Yes, in fact, it's specifically designed for data that doesn't fit in RAM. Their storage engine optimizes data locality for fast retrieval from non-flash storage.
Has anyone achieved a dramatic speedup using this extension? Last time I tried it, I got barely a 30% speedup in a generic aggregation across a few fairly normalised tables with ~10M rows. I don't know if I'm doing something wrong or if this is all I'm getting. Thanks!
I've tried it a couple times but didn't see as dramatic a speedup as I'd hoped either. What has worked for me is storing a full array in a single row of a regular Postgres table. Then if you have to load e.g. 1 million FLOATs, you can just slurp an 8MB chunk off disk instead of looking in 1 million different places.

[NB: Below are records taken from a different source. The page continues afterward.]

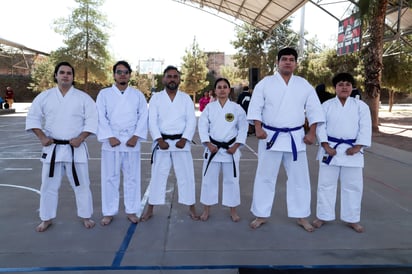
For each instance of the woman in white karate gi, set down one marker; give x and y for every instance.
(346, 132)
(172, 124)
(62, 118)
(222, 129)
(123, 117)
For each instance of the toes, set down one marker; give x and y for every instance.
(258, 222)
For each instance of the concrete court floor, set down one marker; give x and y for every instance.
(172, 243)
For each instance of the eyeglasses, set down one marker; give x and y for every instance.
(122, 72)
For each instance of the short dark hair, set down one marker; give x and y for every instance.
(288, 51)
(57, 67)
(170, 68)
(124, 63)
(343, 77)
(222, 79)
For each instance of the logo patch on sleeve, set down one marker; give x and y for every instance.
(229, 117)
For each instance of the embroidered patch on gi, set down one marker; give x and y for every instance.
(229, 117)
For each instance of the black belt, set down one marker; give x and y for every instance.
(53, 160)
(165, 137)
(219, 145)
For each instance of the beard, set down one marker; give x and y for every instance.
(172, 86)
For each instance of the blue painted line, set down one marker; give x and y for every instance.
(125, 244)
(198, 267)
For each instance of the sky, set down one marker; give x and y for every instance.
(142, 30)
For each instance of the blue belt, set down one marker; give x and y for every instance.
(338, 142)
(279, 130)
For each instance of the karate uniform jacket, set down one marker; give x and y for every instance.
(350, 121)
(281, 105)
(223, 124)
(121, 116)
(63, 118)
(172, 117)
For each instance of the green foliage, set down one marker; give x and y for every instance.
(194, 71)
(259, 49)
(42, 74)
(85, 40)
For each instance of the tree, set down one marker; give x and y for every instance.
(373, 13)
(259, 49)
(42, 74)
(85, 40)
(194, 71)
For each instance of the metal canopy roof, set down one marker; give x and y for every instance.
(263, 14)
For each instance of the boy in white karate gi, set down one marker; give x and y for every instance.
(222, 129)
(123, 123)
(346, 132)
(62, 118)
(172, 124)
(278, 108)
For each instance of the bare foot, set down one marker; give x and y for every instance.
(256, 223)
(205, 216)
(88, 223)
(305, 224)
(193, 214)
(148, 214)
(317, 223)
(106, 220)
(357, 227)
(43, 226)
(133, 218)
(233, 215)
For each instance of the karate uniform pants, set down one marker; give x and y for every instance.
(183, 168)
(209, 194)
(351, 188)
(129, 164)
(49, 191)
(298, 193)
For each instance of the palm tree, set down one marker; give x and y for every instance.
(373, 13)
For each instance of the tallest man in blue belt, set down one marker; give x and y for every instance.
(278, 108)
(62, 118)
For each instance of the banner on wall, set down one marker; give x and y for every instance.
(349, 34)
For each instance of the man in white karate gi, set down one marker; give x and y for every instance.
(123, 123)
(347, 131)
(172, 124)
(278, 108)
(62, 118)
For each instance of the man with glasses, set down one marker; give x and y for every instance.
(123, 119)
(62, 118)
(172, 124)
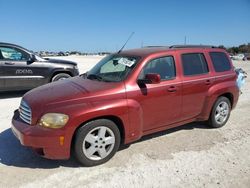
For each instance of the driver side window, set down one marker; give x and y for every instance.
(12, 54)
(163, 66)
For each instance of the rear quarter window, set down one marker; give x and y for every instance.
(220, 61)
(194, 64)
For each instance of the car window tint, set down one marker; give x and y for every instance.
(220, 61)
(163, 66)
(13, 54)
(194, 64)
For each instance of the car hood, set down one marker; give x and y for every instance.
(71, 90)
(60, 61)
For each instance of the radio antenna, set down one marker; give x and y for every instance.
(126, 42)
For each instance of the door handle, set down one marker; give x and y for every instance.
(9, 63)
(207, 82)
(172, 89)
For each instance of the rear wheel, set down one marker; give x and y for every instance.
(60, 76)
(220, 112)
(96, 142)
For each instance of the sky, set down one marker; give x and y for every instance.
(105, 25)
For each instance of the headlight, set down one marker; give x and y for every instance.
(53, 120)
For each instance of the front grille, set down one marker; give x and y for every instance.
(25, 112)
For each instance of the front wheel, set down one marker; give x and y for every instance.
(220, 112)
(96, 142)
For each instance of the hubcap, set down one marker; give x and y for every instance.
(63, 78)
(98, 143)
(221, 112)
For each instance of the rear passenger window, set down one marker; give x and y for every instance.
(220, 61)
(194, 64)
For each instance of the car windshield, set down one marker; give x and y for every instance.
(113, 68)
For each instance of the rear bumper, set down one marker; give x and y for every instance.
(46, 142)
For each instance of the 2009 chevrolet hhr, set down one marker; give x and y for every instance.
(125, 96)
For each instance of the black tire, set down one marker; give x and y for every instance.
(80, 144)
(60, 76)
(213, 121)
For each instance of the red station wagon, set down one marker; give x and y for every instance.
(125, 96)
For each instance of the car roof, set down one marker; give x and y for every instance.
(13, 45)
(148, 50)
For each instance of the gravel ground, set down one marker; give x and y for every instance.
(189, 156)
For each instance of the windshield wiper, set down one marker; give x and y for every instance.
(94, 77)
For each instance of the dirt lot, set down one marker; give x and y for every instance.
(189, 156)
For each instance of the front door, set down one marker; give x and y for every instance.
(160, 103)
(19, 73)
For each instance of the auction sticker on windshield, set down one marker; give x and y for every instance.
(126, 61)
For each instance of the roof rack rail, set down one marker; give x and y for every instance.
(155, 46)
(192, 46)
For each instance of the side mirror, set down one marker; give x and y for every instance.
(32, 58)
(151, 79)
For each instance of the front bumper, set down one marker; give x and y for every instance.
(46, 142)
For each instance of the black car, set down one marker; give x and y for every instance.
(21, 69)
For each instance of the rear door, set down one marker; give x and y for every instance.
(196, 81)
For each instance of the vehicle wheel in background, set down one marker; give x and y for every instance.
(60, 76)
(220, 112)
(96, 142)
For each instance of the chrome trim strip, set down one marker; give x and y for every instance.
(14, 77)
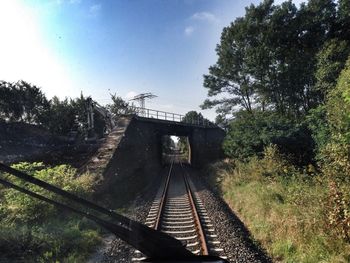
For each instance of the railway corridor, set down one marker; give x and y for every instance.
(178, 211)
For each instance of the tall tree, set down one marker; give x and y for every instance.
(266, 59)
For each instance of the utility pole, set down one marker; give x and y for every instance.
(141, 98)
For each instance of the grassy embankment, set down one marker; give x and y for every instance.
(284, 208)
(32, 230)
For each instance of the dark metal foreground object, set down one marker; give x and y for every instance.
(149, 241)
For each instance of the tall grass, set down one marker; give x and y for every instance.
(284, 208)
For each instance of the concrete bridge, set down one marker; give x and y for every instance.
(133, 151)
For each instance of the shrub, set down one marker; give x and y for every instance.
(249, 134)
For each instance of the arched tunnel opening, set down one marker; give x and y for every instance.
(175, 148)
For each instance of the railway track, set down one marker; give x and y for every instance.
(178, 211)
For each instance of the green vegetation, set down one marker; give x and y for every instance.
(281, 87)
(36, 231)
(24, 102)
(285, 208)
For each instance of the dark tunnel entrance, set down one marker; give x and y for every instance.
(175, 148)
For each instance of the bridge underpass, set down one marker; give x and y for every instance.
(132, 153)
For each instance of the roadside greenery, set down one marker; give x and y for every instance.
(281, 85)
(33, 230)
(25, 102)
(285, 208)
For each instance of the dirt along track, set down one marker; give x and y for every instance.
(186, 209)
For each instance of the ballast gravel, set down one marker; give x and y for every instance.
(233, 235)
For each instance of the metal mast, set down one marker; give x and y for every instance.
(141, 98)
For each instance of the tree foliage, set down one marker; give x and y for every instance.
(119, 106)
(22, 101)
(267, 59)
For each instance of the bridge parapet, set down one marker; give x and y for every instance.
(172, 117)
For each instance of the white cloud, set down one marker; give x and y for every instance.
(296, 2)
(130, 95)
(94, 10)
(74, 2)
(204, 16)
(25, 55)
(189, 30)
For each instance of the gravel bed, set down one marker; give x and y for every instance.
(233, 235)
(117, 250)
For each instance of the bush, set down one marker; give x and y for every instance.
(248, 134)
(285, 208)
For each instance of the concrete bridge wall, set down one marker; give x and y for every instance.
(135, 160)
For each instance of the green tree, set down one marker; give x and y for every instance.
(330, 61)
(195, 118)
(248, 135)
(22, 101)
(266, 59)
(119, 106)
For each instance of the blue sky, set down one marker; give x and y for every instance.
(124, 47)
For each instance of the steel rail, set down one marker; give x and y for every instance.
(163, 199)
(202, 238)
(197, 221)
(151, 242)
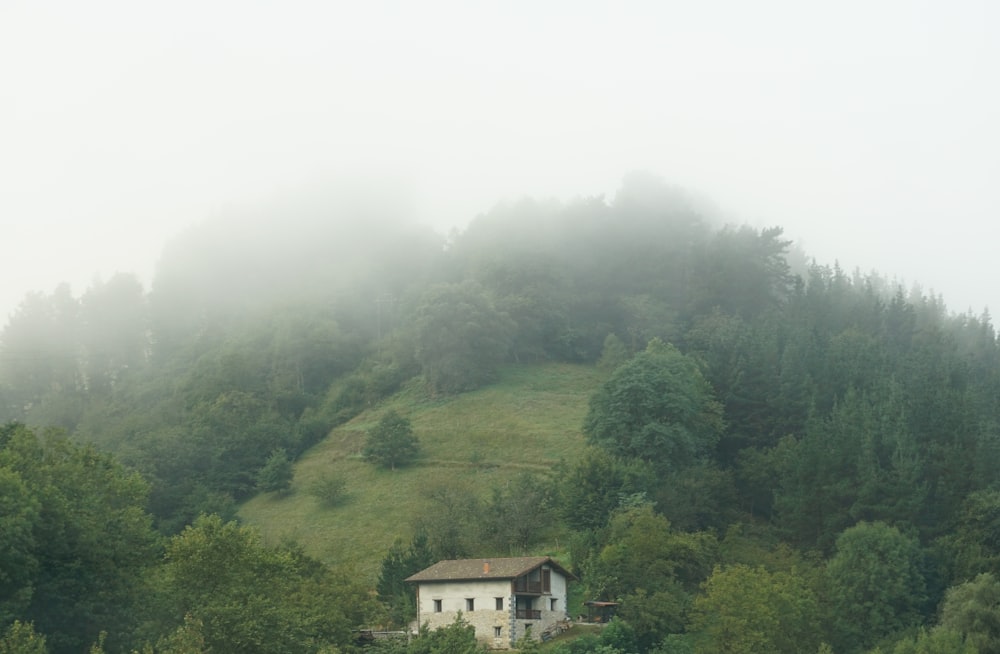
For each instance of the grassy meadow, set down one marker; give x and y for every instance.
(528, 420)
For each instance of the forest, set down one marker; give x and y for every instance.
(780, 456)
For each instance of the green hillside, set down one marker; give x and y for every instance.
(529, 419)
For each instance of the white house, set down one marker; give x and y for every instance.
(504, 599)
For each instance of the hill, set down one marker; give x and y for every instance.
(528, 420)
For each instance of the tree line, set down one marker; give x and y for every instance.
(771, 432)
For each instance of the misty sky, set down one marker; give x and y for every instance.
(868, 129)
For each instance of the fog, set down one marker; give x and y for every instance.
(867, 129)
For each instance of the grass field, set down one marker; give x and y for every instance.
(528, 420)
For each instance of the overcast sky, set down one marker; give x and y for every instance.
(868, 129)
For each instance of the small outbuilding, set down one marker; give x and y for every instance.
(504, 599)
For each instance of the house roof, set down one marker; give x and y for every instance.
(473, 569)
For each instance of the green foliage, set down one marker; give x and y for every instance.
(861, 463)
(460, 337)
(518, 514)
(277, 473)
(875, 584)
(750, 610)
(21, 638)
(935, 641)
(251, 598)
(658, 408)
(80, 542)
(597, 484)
(330, 490)
(391, 442)
(401, 562)
(972, 610)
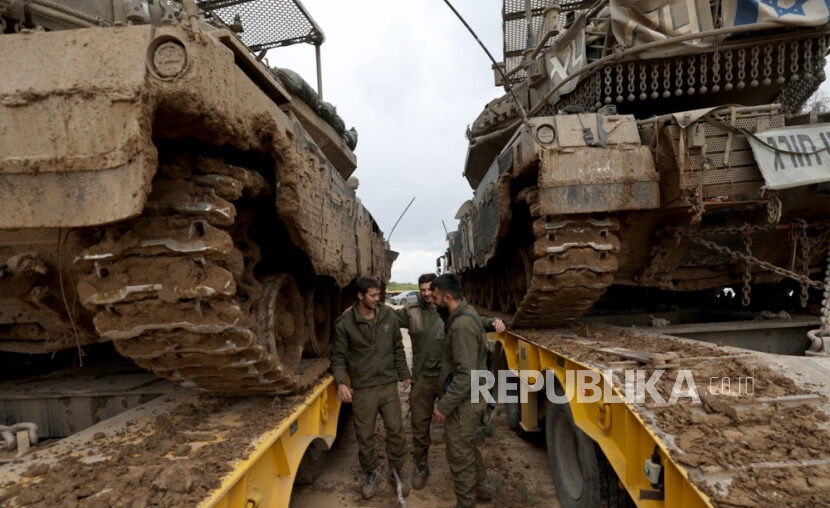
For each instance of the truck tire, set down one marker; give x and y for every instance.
(582, 475)
(312, 464)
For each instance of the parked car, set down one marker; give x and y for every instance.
(404, 297)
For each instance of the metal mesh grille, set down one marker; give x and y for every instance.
(514, 26)
(267, 23)
(736, 176)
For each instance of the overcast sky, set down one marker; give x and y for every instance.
(410, 78)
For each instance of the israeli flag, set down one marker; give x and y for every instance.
(786, 12)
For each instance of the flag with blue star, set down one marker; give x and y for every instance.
(786, 12)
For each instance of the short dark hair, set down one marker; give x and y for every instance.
(364, 284)
(449, 283)
(426, 278)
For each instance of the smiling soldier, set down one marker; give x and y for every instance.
(367, 344)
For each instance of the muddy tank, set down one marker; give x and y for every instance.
(164, 189)
(650, 157)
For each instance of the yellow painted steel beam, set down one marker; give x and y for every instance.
(621, 433)
(266, 477)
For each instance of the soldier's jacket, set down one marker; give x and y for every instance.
(425, 327)
(370, 351)
(466, 350)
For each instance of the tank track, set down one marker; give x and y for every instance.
(174, 288)
(573, 263)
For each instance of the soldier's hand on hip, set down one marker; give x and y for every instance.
(499, 326)
(344, 393)
(439, 416)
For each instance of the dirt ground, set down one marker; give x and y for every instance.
(519, 468)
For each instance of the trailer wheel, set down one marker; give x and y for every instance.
(313, 463)
(572, 459)
(581, 473)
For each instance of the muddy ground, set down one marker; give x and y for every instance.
(519, 468)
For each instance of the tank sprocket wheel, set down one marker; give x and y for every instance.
(174, 289)
(574, 261)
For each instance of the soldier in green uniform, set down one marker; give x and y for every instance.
(426, 330)
(466, 350)
(367, 344)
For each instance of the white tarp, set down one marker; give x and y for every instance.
(810, 164)
(788, 12)
(637, 22)
(566, 56)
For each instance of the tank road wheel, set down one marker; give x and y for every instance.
(174, 289)
(282, 327)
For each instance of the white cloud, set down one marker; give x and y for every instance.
(412, 262)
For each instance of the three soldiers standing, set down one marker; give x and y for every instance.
(367, 344)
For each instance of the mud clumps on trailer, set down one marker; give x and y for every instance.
(756, 437)
(173, 460)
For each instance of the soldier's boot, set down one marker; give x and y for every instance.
(370, 484)
(485, 490)
(404, 482)
(419, 479)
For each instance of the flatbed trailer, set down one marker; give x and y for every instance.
(183, 449)
(689, 454)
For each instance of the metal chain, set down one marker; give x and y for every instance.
(794, 63)
(678, 76)
(753, 66)
(800, 227)
(741, 68)
(746, 292)
(608, 81)
(767, 65)
(783, 272)
(780, 70)
(655, 81)
(619, 83)
(774, 207)
(692, 72)
(728, 78)
(825, 302)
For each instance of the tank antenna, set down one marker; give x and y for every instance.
(495, 64)
(389, 238)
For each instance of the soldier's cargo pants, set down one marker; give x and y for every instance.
(366, 402)
(421, 404)
(461, 437)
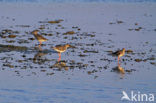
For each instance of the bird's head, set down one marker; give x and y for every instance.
(123, 49)
(35, 32)
(67, 46)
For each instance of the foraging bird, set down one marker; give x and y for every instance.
(119, 53)
(60, 49)
(40, 38)
(121, 70)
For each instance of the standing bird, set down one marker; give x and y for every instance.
(40, 38)
(119, 53)
(60, 49)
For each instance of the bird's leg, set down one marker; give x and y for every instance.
(59, 57)
(118, 60)
(39, 46)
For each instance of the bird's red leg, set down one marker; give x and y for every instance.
(59, 57)
(118, 60)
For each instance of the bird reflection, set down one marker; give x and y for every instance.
(38, 57)
(60, 65)
(60, 49)
(119, 70)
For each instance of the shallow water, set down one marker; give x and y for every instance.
(85, 73)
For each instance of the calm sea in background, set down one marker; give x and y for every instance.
(62, 1)
(87, 73)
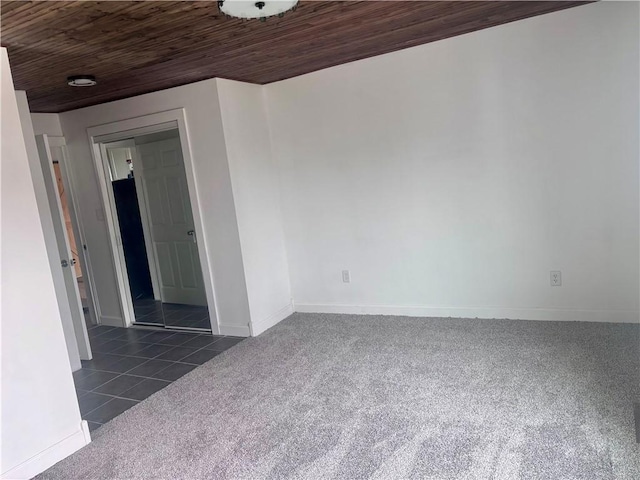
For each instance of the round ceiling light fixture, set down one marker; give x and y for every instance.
(81, 80)
(256, 9)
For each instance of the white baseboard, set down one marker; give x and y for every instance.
(235, 330)
(111, 321)
(52, 455)
(260, 326)
(543, 314)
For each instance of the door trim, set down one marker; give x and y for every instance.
(69, 182)
(126, 129)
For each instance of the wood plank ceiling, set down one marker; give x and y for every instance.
(139, 47)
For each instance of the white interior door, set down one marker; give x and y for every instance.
(173, 236)
(69, 295)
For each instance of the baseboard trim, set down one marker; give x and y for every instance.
(111, 321)
(235, 330)
(52, 455)
(266, 323)
(542, 314)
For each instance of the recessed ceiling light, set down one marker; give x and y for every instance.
(81, 80)
(256, 9)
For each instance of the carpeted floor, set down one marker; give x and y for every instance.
(351, 397)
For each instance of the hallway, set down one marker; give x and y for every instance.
(131, 364)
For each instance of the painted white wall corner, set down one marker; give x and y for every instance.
(40, 416)
(256, 194)
(48, 229)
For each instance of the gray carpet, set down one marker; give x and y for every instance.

Postgres doesn't have a lot of functions for working on that kind of data though, so I wrote an extension to provide a few at [0]. I will probably add some more functions soon around masking out values so you can work "R/Pandas-style" on these arrays.
My approach breaks down if you are heavily updating your arrays though. On the mailing list Tom Lane suggested I store that kind of data outside the database.[1] But of course all software development is an attempt to have your cake and eat it too, so I wrote an extension that is a bit like cstore_fdw, but maybe more extreme: you can store/load/append a float array as an ordinary file.[2] It has similar operational disadvantages to cstore_fdw (no replication, no pg_dump, etc.) but performs faster. On the other hand it is definitely not battle-tested and still likely to change a little. (I need to improve the crash story and may add compression.) If you decide to use it, let me know!
Oh another limitation of keeping everything in an array (whether with floatfile or not) is that Postgres has a 1 GB limit on most RAM allocations. For example you could try running array_agg on a giant table and you might get a message about `Exception invalid memory alloc request size 1073741824`. I don't think cstore_fdw has that problem.
https://clickhouse.yandex/
It's a recently open sourced database by Yandex. It powers their web analytics backend. CloudFlare is already using it for their DNS analytics.